L’area sosta di via Erbosa, come ampiamente documentato nell’inchiesta del Giornale.it, è costata diverse migliaia di euro ai contribuenti bolognesi. "Qui si mangia, si beve e si dorme”, racconta il nomade mostrandoci gli oggetti ammassati al campo in attesa di essere rivenduti. Dove li prendete? "Dai meccanici o per le case…". Sono rubate? "No. Se c’è un solo pezzo rubato poi mi fai la denuncia, ne rispondo io". Per vivere nell’area gli abitanti dovrebbero versare una quota di contribuzione, ma in molti risultano morosi. "Io ho sempre pagato", assicura l’uomo ai nostri microfoni. E gli altri? "C’è stato un periodo che non hanno mica pagato". Secondo il nomade, l’Ue avrebbe inviato tanti soldi "per noi", ma "quelli che comandano" non hanno "mai fatto niente". Eppure le utenze le paga, da anni, il Comune di Bologna. Cioè i contribuenti. Una anomalia che anche Matteo Salvini aveva a suo tempo denunciato. “A Salvini pensa Dio per lui - continua il nomade - Non scappa mica con quello che ha fatto qui: è andato a vedere tutte le bollette, è andato cinque anni indietro per farci pagare l’acqua e la luce”. E non doveva? “No. Qui il vostro governo ha ucciso mio fratello, Bellinati Rodolfo (una delle vittime della Uno Bianca, ndr). Eravamo andati a Modena, il giudice ci ha chiamato ancora qui e ci facevano pagare 100mila lire al mese. Poi 50 euro al mese. E basta. Quando è arrivato Salvini è andato indietro di 5 anni a farci pagare luce e acqua. E non è giusto". Non importa se tutti gli italiani, normalmente, devono saldare le bollette. "Lascia stare, noi non siamo cittadini: i cittadini prendono lo stipendio da mille o duemila euro al mese. Noi mica li prendiamo quei soldi lì".
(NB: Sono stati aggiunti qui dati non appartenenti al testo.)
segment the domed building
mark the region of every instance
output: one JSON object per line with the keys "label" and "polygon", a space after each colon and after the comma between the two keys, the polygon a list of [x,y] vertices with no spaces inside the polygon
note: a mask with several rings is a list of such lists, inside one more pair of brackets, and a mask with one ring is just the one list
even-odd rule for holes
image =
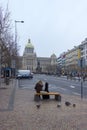
{"label": "domed building", "polygon": [[22,69],[29,69],[34,73],[55,73],[56,65],[57,57],[55,54],[52,54],[51,57],[37,57],[31,40],[28,40],[23,53]]}
{"label": "domed building", "polygon": [[34,46],[32,45],[30,39],[25,46],[23,53],[22,69],[31,70],[32,72],[36,71],[37,67],[37,56],[34,52]]}

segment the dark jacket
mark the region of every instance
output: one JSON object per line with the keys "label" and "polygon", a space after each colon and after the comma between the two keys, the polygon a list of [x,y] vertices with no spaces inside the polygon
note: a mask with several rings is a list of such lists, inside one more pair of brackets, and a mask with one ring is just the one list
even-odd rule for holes
{"label": "dark jacket", "polygon": [[[49,92],[49,90],[48,90],[48,83],[46,82],[45,83],[45,89],[44,89],[44,91],[45,92]],[[43,95],[43,99],[49,99],[50,98],[50,96],[49,95]]]}
{"label": "dark jacket", "polygon": [[42,84],[36,83],[35,90],[37,93],[40,93],[40,91],[42,91],[42,88],[43,88]]}

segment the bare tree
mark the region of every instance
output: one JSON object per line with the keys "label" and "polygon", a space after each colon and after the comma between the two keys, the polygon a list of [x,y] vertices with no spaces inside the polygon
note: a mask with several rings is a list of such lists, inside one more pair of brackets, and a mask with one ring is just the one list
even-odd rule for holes
{"label": "bare tree", "polygon": [[8,6],[6,11],[0,7],[0,46],[2,50],[2,64],[11,67],[11,60],[17,59],[18,50],[15,47],[11,31],[11,20]]}

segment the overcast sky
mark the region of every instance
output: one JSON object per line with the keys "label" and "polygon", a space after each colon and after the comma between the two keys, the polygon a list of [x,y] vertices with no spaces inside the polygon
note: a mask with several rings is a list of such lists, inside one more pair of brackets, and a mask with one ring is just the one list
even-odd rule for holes
{"label": "overcast sky", "polygon": [[37,56],[49,57],[79,45],[87,37],[87,0],[0,0],[8,3],[13,31],[17,23],[20,55],[28,39]]}

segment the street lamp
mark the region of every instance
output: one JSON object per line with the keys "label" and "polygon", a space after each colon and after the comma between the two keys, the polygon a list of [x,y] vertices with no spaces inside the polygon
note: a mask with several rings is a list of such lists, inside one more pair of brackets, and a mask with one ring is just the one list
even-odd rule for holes
{"label": "street lamp", "polygon": [[24,23],[24,21],[15,20],[15,49],[16,51],[17,51],[17,23]]}
{"label": "street lamp", "polygon": [[83,73],[82,73],[83,58],[81,57],[81,50],[83,50],[83,47],[79,46],[79,49],[78,49],[78,59],[80,61],[80,69],[81,69],[81,99],[83,99]]}
{"label": "street lamp", "polygon": [[24,21],[15,20],[15,45],[16,45],[16,49],[17,49],[17,23],[24,23]]}
{"label": "street lamp", "polygon": [[81,98],[83,98],[83,73],[82,73],[83,58],[82,57],[80,59],[80,67],[81,67]]}

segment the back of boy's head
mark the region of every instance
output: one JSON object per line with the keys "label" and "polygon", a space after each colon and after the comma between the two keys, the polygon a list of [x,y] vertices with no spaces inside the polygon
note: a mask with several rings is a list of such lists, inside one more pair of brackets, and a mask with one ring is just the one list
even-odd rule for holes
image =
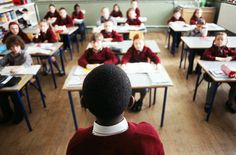
{"label": "back of boy's head", "polygon": [[198,24],[198,25],[205,25],[205,24],[206,24],[206,21],[205,21],[203,18],[198,18],[197,24]]}
{"label": "back of boy's head", "polygon": [[173,14],[175,14],[177,12],[181,12],[181,11],[182,11],[182,8],[178,6],[178,7],[174,8]]}
{"label": "back of boy's head", "polygon": [[137,33],[133,36],[133,41],[137,40],[137,39],[144,39],[144,36],[142,33]]}
{"label": "back of boy's head", "polygon": [[82,105],[97,118],[111,120],[128,107],[132,95],[126,73],[111,64],[92,70],[83,83]]}
{"label": "back of boy's head", "polygon": [[94,33],[90,38],[90,42],[96,42],[102,40],[103,40],[103,35],[101,33]]}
A breve il campo di via Erbosa dovrebbe essere "superata": il Comune ha creato due microaree in cui trasferire i sinti in attesa che trovino una soluzione abitativa stabile.
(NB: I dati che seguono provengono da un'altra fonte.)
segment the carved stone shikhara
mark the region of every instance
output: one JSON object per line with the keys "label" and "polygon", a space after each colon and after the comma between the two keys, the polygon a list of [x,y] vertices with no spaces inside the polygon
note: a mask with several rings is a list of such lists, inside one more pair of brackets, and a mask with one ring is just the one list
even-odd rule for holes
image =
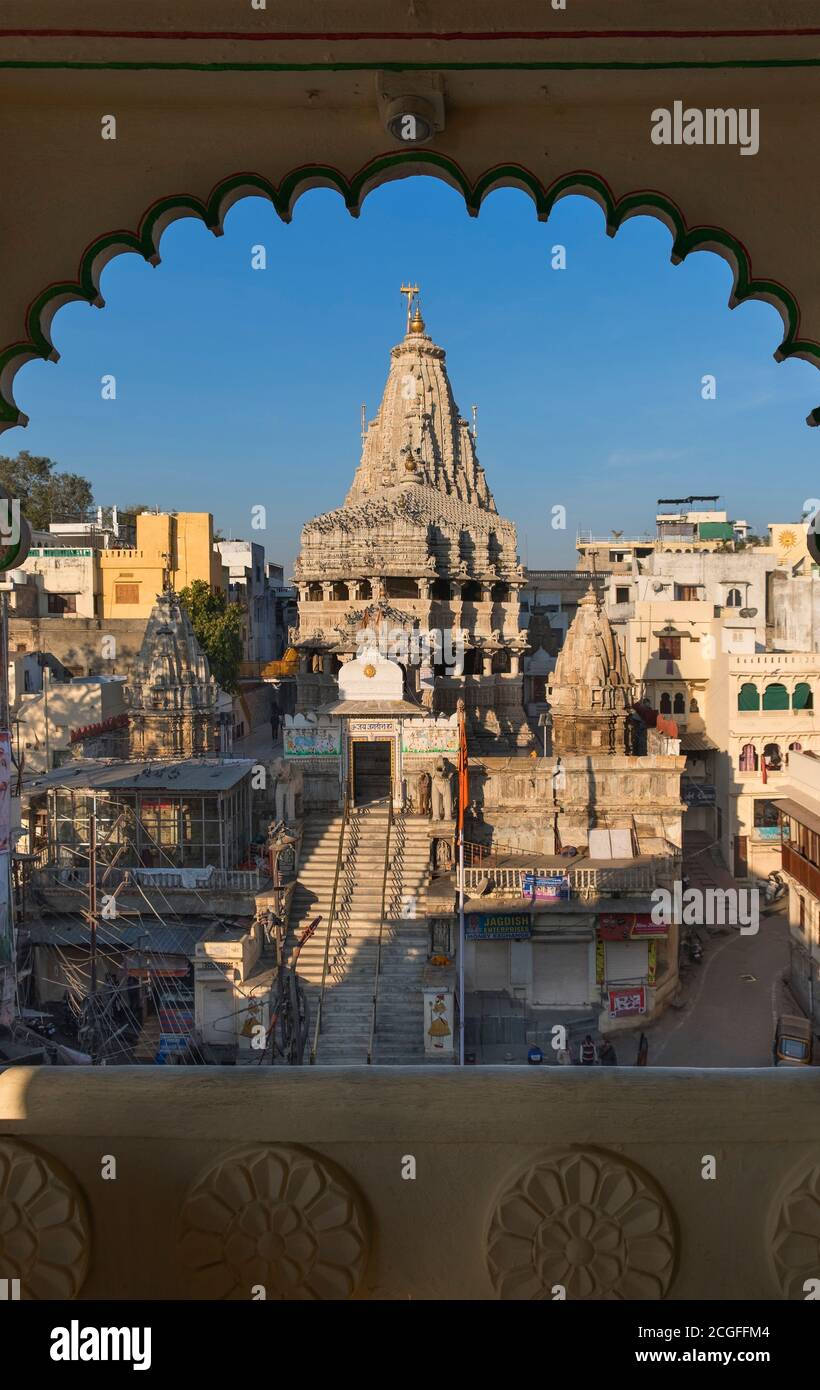
{"label": "carved stone shikhara", "polygon": [[157,595],[126,700],[132,758],[206,757],[217,749],[219,687],[173,590]]}

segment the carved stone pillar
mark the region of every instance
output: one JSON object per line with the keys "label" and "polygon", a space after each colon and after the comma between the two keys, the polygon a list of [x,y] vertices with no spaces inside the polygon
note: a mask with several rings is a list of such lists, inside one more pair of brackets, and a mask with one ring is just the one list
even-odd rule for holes
{"label": "carved stone pillar", "polygon": [[327,583],[326,581],[322,582],[322,598],[324,599],[325,603],[330,603],[333,599],[333,585]]}
{"label": "carved stone pillar", "polygon": [[493,674],[492,652],[485,652],[481,658],[481,674],[491,676]]}

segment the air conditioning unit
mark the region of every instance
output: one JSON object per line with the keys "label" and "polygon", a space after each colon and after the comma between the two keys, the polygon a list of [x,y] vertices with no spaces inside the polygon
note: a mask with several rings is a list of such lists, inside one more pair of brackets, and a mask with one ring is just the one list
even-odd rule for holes
{"label": "air conditioning unit", "polygon": [[741,618],[756,618],[756,617],[757,617],[757,609],[756,609],[756,608],[741,608],[741,609],[740,609],[740,616],[741,616]]}
{"label": "air conditioning unit", "polygon": [[659,594],[660,591],[661,591],[661,589],[665,589],[665,588],[667,588],[667,587],[668,587],[668,586],[667,586],[666,584],[662,583],[660,579],[656,579],[656,580],[655,580],[655,583],[652,585],[652,588],[655,590],[655,593],[656,593],[656,594]]}

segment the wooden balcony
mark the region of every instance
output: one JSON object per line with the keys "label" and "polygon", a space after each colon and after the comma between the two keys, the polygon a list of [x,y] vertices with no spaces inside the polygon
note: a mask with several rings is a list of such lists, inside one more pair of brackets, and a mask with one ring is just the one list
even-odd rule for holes
{"label": "wooden balcony", "polygon": [[12,1067],[0,1194],[23,1298],[802,1301],[820,1071]]}
{"label": "wooden balcony", "polygon": [[820,869],[784,842],[783,869],[815,898],[820,898]]}

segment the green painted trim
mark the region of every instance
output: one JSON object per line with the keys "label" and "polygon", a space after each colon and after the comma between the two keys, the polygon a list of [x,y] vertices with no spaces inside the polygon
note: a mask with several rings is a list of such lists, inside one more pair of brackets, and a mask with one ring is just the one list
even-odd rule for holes
{"label": "green painted trim", "polygon": [[704,58],[669,62],[329,62],[329,63],[174,63],[151,61],[52,61],[7,58],[0,68],[74,69],[108,72],[680,72],[709,68],[817,68],[820,58]]}
{"label": "green painted trim", "polygon": [[[521,164],[499,164],[488,169],[475,183],[471,183],[463,169],[448,155],[435,150],[414,149],[396,151],[395,154],[379,155],[351,179],[329,164],[307,164],[293,169],[277,187],[259,174],[232,174],[216,185],[203,202],[191,194],[161,198],[154,203],[142,218],[137,232],[108,232],[98,237],[84,252],[76,281],[63,281],[49,285],[32,302],[26,315],[28,337],[23,342],[13,343],[0,352],[0,376],[14,372],[34,357],[49,359],[54,357],[48,324],[50,311],[59,307],[60,300],[82,299],[88,304],[99,300],[99,280],[95,273],[95,263],[100,256],[112,250],[133,251],[145,260],[155,260],[164,230],[165,220],[180,215],[192,214],[199,217],[211,231],[218,232],[222,225],[222,208],[226,201],[233,202],[233,195],[241,190],[241,196],[257,194],[269,199],[278,215],[289,220],[291,208],[296,199],[308,188],[317,184],[334,188],[344,199],[345,206],[354,215],[358,213],[368,184],[388,170],[400,170],[403,166],[413,170],[423,170],[436,174],[458,188],[471,216],[478,216],[485,197],[499,185],[509,187],[516,184],[525,188],[531,195],[539,219],[546,221],[559,198],[570,193],[590,197],[603,208],[609,235],[614,236],[627,218],[641,215],[660,218],[673,231],[672,255],[682,261],[694,251],[716,251],[732,265],[735,285],[732,296],[734,305],[746,299],[764,299],[779,306],[787,323],[783,342],[775,356],[779,361],[800,355],[820,367],[820,343],[807,338],[798,338],[800,308],[794,295],[776,280],[754,278],[751,274],[748,252],[743,243],[722,227],[691,227],[686,223],[677,205],[663,193],[653,190],[625,194],[620,199],[613,197],[606,181],[598,174],[588,170],[564,174],[549,186],[545,186],[529,169]],[[56,301],[56,303],[55,303]],[[0,429],[25,423],[21,412],[14,404],[10,391],[0,394]],[[812,411],[808,423],[820,424],[820,406]]]}

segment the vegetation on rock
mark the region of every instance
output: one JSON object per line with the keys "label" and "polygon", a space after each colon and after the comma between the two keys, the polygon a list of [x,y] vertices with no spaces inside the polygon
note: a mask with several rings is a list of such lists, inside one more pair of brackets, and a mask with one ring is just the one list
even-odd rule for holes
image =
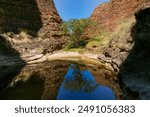
{"label": "vegetation on rock", "polygon": [[89,38],[85,35],[85,29],[93,26],[90,19],[72,19],[62,24],[64,34],[69,36],[66,49],[85,47]]}

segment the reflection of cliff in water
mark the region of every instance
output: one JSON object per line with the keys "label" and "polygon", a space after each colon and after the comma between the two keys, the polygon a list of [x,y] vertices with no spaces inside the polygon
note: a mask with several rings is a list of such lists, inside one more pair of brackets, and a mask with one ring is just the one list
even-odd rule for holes
{"label": "reflection of cliff in water", "polygon": [[5,97],[6,87],[24,66],[25,62],[20,58],[19,53],[0,36],[0,99]]}
{"label": "reflection of cliff in water", "polygon": [[[99,85],[91,72],[80,65],[71,64],[65,80],[58,91],[58,100],[114,100],[115,93],[106,86]],[[82,66],[83,67],[83,66]]]}
{"label": "reflection of cliff in water", "polygon": [[82,90],[84,92],[90,92],[98,86],[95,78],[90,71],[86,69],[85,65],[80,66],[78,64],[70,65],[67,73],[65,74],[65,80],[62,85],[68,90]]}
{"label": "reflection of cliff in water", "polygon": [[9,34],[24,31],[30,36],[37,36],[41,27],[42,21],[36,0],[0,1],[0,99],[6,98],[7,86],[26,64],[18,52],[25,49],[24,46],[17,49],[16,46],[21,44],[15,44],[12,40],[20,40],[17,36]]}
{"label": "reflection of cliff in water", "polygon": [[[24,67],[22,72],[13,78],[13,82],[9,84],[6,90],[7,99],[56,99],[70,64],[72,62],[52,61]],[[98,84],[110,87],[115,92],[116,98],[120,99],[122,93],[113,72],[96,65],[87,64],[82,68],[90,70]],[[85,85],[83,81],[77,81],[75,84],[78,84],[74,87],[75,89]],[[69,85],[66,87],[69,88]],[[97,84],[91,84],[87,92],[96,87]],[[21,90],[25,92],[24,95],[20,93]]]}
Il programma è controverso, sia per i costi (leggi qui) che per l’idea, criticata da residenti e opposizione, di aprire due accampamenti per riuscire a chiederne uno. Intanto, l'accampamento resta lì, con i sui abitanti. Nomadi con la cittadinanza del Belpaese, ma convinti che gli italiani "non smettono mai di essere razzisti".